Yes, I'm planning to add her as a dependent on my visa application.


----------



## laurinoz (Mar 18, 2013)

julienf said:


> Hi other frenchie
> 
> Yes, I'm planning to add her as a dependent on my visa application.


Then I'd recommend you put "yes" for her. Transparency is the only way when it comes to charactere assessment. Even if this detail does not seem at all relevant, it will not look good if DIAC finds out about it, especially if they think it is relevant to them.

And bare in mind that your CO will look at the form only if he finds something suspicious about your application. It is recommended to front load the form when you apply, to get a quicker result, but in most cases, CO will not ask for it..

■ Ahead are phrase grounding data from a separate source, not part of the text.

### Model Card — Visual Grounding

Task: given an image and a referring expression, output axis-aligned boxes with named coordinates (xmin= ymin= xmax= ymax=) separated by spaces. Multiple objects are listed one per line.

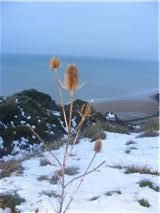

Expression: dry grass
xmin=0 ymin=159 xmax=24 ymax=179
xmin=126 ymin=140 xmax=136 ymax=146
xmin=0 ymin=193 xmax=25 ymax=213
xmin=125 ymin=149 xmax=131 ymax=154
xmin=37 ymin=175 xmax=50 ymax=182
xmin=40 ymin=191 xmax=60 ymax=199
xmin=110 ymin=164 xmax=160 ymax=176
xmin=141 ymin=117 xmax=159 ymax=132
xmin=46 ymin=139 xmax=65 ymax=150
xmin=124 ymin=165 xmax=159 ymax=175
xmin=137 ymin=130 xmax=159 ymax=138
xmin=105 ymin=190 xmax=122 ymax=196
xmin=40 ymin=158 xmax=52 ymax=166
xmin=88 ymin=195 xmax=100 ymax=201
xmin=58 ymin=166 xmax=79 ymax=176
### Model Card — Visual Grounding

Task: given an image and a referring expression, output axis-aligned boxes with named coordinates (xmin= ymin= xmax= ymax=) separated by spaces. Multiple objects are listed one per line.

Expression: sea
xmin=1 ymin=54 xmax=159 ymax=104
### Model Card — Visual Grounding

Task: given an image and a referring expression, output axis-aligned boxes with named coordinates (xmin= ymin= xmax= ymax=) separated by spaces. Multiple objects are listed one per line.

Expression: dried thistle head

I would not worry too much, and tick "yes".

Where are you from? Just don't tell me Paris


----------



## julienf (Jul 28, 2013)

laurinoz said:


> Then I'd recommend you put "yes" for her. Transparency is the only way when it comes to charactere assessment. Even if this detail does not seem at all relevant, it will not look good if DIAC finds out about it, especially if they think it is relevant to them.
> 
> And bare in mind that your CO will look at the form only if he finds something suspicious about your application. It is recommended to front load the form when you apply, to get a quicker result, but in most cases, CO will not ask for it..
> 
> ...


I think you're right, it's better to keep it transparent and answer questions if necessary. It's probably not a big deal but the question still looks strange...

Nope, I'm from Nice 

Where are you from? What's your status ?

Cheers


----------



## laurinoz (Mar 18, 2013)

julienf said:


> I think you're right, it's better to keep it transparent and answer questions if necessary. It's probably not a big deal but the question still looks strange...
> 
> Nope, I'm from Nice
> 
> ...


Nice is good. Better than Paris haha
I'm from Marseille

Status shown in my signature 
Have you been to Oz before?


----------



## ilik1989 (Aug 9, 2017)

I am from Kazakhstan and have a patronic name which is not mentioned in the passport what do I do? Guys no jokes only relevant info, please


----------



## NB (Mar 29, 2017)

ilik1989 said:


> I am from Kazakhstan and have a patronic name which is not mentioned in the passport what do I do? Guys no jokes only relevant info, please


From what I understand, your patronymic name is not mentioned in the passport but may have been used in other documents by you like education, job , bank accounts etc ?

Am I correct ?

Cheers


----------



## Nick2008 (Aug 25, 2011)

ilik1989 said:


> I am from Kazakhstan and have a patronic name which is not mentioned in the passport what do I do? Guys no jokes only relevant info, please


I would still write the patronymic if you are of Russian descent as Form 80 requests. Even though the Kazakhstani passport does not have your patronymic in it, it still should have been registered in your birth certificate (ФИО). Since your birth certificate is used for a lot of official purposes, it's better to be on the safe side.


----------



## Ola.V (Sep 15, 2016)

I havent seen nothing about arabs in form 80). Only russians abd chinese. My guess is that we have patronymic name (which others dont have) and for chinese they ask some number (dont remember exactly what number).
Dont worry it will not affect your visa application)


----------